I have worked in mostly science heavy groups for the last two years (I'm an SDE3 but have a CS PhD and had an academic career before Amazon). All of the ASes I've dealt with (> 30) have PhDs and have strong expertise and a good publication record. I don't know if all AS roles require a PhD but likely very difficult without one. I think many if not most SDEs have an MS and everyone loves ML-- so while it might be possible, you will face strong competition. It might be better to go for SDE roles in ML focused teams. I know many SDE2s that gunned for our team for that reason. Internal transfers are easy but ML teams are in high demand. Our team doesn't take any SDE1s and we've had dozens of SDE2 internal candidates that we've passed on that sound just like you MS, ML enthusiast, does kaggle, etc. I think of amazon as just a microcosm of the real world but the skills distribution is just shifted up a bit-- there are clusters of super talented people and super desirable teams then most are ok and plenty are bad (teams and people, you hear them complaining on Blind the most). So it's great to get into Amazon- congrats! But now you have to compete to get into the best teams. It never ends :)

Tesla AutopiIot May 4, 2019

Why do SWEs want to implement ML models that ASes build? It’s not really fun is it?

Amazon BfIO28 May 4, 2019

I think it varies. For me it hasn't been such a clean break like: AS does all interesting work -> SDE does grunt integration. In my experience (and many others I've known and worked with) the ML engineers are involved very early, contribute to ideas and model building, and there are many interesting algorithmic problems that pop up when trying to do interesting ML work at scale that the ASes often aren't solving. It's usually been quite collaborative. I still publish papers and present at conferences too so it's not just boring typing.
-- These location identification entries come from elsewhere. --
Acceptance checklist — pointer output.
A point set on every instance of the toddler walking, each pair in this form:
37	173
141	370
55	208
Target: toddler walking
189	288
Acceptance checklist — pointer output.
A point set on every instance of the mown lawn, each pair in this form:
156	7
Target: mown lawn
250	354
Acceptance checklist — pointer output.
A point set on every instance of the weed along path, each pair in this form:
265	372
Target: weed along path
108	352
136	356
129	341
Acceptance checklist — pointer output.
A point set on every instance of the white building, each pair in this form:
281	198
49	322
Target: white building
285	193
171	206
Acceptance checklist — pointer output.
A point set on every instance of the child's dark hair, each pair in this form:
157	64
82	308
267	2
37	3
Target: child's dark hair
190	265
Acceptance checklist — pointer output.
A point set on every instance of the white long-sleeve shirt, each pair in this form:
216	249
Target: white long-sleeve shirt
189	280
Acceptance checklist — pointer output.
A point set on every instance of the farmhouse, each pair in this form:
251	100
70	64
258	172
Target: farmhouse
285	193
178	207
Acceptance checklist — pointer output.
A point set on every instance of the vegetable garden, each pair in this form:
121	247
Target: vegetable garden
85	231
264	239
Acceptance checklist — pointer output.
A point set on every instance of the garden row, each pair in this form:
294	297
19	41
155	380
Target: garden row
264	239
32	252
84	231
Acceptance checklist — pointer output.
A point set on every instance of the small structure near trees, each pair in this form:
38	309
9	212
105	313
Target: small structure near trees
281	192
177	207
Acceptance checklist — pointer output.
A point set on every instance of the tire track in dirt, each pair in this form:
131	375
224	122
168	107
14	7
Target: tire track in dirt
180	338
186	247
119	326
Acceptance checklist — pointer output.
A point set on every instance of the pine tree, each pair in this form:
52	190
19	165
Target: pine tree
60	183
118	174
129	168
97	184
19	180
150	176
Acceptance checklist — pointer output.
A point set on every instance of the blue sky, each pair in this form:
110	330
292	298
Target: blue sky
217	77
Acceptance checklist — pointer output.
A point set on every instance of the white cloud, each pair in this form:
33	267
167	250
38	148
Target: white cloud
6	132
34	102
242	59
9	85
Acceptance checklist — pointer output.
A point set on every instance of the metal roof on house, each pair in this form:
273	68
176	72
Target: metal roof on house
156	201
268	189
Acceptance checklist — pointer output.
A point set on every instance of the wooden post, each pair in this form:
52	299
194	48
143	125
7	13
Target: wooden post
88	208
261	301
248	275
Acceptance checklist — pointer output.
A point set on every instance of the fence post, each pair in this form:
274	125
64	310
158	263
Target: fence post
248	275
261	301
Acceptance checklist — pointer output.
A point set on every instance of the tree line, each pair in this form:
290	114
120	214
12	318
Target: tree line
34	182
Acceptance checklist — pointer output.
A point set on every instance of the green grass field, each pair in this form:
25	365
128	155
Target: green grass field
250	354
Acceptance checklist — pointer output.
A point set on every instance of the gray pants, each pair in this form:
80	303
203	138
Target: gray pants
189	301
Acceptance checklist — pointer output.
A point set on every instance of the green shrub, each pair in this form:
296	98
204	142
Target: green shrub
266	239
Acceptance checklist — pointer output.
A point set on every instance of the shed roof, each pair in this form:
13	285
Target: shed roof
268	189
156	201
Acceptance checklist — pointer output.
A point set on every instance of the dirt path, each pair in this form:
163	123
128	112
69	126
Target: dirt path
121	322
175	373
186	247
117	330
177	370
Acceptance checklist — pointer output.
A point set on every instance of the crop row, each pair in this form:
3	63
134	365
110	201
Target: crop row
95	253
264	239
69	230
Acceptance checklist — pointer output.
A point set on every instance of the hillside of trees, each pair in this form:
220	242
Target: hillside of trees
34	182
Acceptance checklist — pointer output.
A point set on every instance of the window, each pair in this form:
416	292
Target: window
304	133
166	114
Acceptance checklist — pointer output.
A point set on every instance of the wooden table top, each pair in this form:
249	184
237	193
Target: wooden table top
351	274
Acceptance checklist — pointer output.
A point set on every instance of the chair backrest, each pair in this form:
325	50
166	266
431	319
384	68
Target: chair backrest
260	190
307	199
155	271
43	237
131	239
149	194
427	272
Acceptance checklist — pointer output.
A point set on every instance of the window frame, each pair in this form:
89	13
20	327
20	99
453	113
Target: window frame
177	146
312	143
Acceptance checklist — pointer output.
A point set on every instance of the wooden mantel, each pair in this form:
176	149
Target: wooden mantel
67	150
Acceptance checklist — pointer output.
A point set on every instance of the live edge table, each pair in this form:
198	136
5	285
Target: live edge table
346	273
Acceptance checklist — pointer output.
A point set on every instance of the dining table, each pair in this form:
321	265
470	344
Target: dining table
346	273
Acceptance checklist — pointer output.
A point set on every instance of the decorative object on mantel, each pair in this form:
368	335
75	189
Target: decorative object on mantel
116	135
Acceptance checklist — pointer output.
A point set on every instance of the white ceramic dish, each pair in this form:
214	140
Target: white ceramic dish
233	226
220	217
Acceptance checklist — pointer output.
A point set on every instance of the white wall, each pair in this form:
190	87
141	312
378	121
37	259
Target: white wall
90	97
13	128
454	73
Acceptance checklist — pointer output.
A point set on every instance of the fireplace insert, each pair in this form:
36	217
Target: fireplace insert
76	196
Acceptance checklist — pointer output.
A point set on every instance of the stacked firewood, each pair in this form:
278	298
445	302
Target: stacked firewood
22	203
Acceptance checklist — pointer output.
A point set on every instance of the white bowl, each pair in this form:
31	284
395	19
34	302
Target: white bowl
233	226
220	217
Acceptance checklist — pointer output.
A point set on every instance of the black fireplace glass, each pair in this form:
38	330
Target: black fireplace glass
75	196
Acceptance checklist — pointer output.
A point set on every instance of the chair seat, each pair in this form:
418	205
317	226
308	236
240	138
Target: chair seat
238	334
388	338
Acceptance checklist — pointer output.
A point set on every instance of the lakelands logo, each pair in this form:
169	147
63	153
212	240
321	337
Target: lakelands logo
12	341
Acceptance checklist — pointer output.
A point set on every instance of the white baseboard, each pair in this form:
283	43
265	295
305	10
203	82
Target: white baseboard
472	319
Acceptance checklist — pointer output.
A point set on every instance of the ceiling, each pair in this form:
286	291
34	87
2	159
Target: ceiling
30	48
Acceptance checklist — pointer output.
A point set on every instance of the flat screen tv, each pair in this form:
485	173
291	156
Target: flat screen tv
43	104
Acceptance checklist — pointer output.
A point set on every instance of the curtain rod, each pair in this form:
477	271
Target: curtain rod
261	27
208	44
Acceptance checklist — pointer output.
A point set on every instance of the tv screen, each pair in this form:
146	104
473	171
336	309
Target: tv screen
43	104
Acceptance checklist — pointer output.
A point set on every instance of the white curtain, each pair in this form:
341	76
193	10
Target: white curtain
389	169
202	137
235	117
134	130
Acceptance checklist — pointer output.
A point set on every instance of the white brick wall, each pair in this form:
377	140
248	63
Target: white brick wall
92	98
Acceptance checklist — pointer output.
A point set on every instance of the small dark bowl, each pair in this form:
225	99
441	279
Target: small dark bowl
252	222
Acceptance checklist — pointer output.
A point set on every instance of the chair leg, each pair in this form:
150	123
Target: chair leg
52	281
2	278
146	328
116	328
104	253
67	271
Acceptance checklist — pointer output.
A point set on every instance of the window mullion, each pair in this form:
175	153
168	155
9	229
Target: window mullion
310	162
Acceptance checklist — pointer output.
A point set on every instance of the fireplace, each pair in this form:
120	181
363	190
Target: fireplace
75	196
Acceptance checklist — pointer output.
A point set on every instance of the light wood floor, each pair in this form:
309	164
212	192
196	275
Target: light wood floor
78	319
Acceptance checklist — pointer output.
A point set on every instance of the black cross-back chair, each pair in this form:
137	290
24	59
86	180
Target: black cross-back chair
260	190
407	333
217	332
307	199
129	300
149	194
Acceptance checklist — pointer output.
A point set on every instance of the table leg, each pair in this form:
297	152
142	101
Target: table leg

That being said I'm sure there are plenty of ML engineering projects (like many engineering projects overall) that are boring. *shrug*

Microsoft !@ May 4, 2019

Don’t get fascinated with the “scientist” word in the title. They may well be folks who can’t code but try to crank out useless models for the sake of fake credits. I have a CS PhD and have done postdoctoral research in a highly respected research lab before working as a software engineer many years ago. I love coding and I develop data model too, but I don’t need a scientist title to boost my confidence

New
section11 OP May 4, 2019

I would just want to develop models and continue to read papers about machine learning. As an SDE I have a high chance of landing a team that does mostly front end.